The odour of sanctity, according to both the Catholic Church and the Eastern Orthodox Church, is commonly understood to mean a specific scent (often compared to flowers) that emanates from the bodies of saints, especially from the wounds of stigmata. These saints are called myroblytes while the exudation itself is referred to as myroblysia or myroblytism.

==Meanings==
The odour of sanctity can be understood to mean two things:

1. An ontological state (a state of being), not usually related to an actual olfactory sensation, indicating that the individual possessing it is in a state of grace (i.e., a state characterized by the absence of mortal sin). This usually refers to the state of an individual's soul at the time of death. Some canonized saints are said to have died in an odour of sanctity.
2. An actual odour (scent or aroma) present at the time of death and for some time thereafter.

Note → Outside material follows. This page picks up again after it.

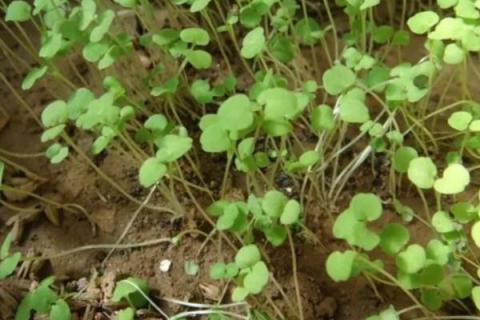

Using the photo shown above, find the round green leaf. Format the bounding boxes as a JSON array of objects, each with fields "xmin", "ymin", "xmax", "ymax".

==Odour of sanctity and sainthood==
The term "odour of sanctity" appears to have emerged in the Middle Ages, at a time when many saints were raised to that status by acclamation of the faithful. In the absence of carefully written records, either by or about the individual, evidence of a saintly life was attested to only by personal recollections of those around him or her. It appears that the odour of sanctity occurring at the person's death carried some weight in convincing the local ecclesiastical authority to canonize the saint – to allow the faithful to venerate them and ask the saint to intercede on their behalf.

==Potential natural cause==
There is a theory that the odour of sanctity is due to the smell of acetone and/or acetoacetic acid, caused by ketosis brought on by starvation from fasting.

==Notable examples==

Saint Teresa of Ávila and Saint Maravillas of Jesus (both Spanish Discalced Carmelites) were reported to have emitted heavenly scents immediately after their respective deaths, with Teresa's scent filling her monastery the moment she died. Saint Thérèse de Lisieux (a French Discalced Carmelite known as "the Little Flower") was said to have produced a strong scent of roses at her death, which was detectable for days afterward.

At the moment Madame Elisabeth was guillotined, it is claimed that "an odour of roses was diffused over the Place de la Révolution" where she met her end. Likewise, the blood issuing from Padre Pio's stigmata allegedly smelled of flowers. Some dust taken from the incorrupt remains of Maria Droste zu Vischering in 1899 was said to have emanated an agreeable scent.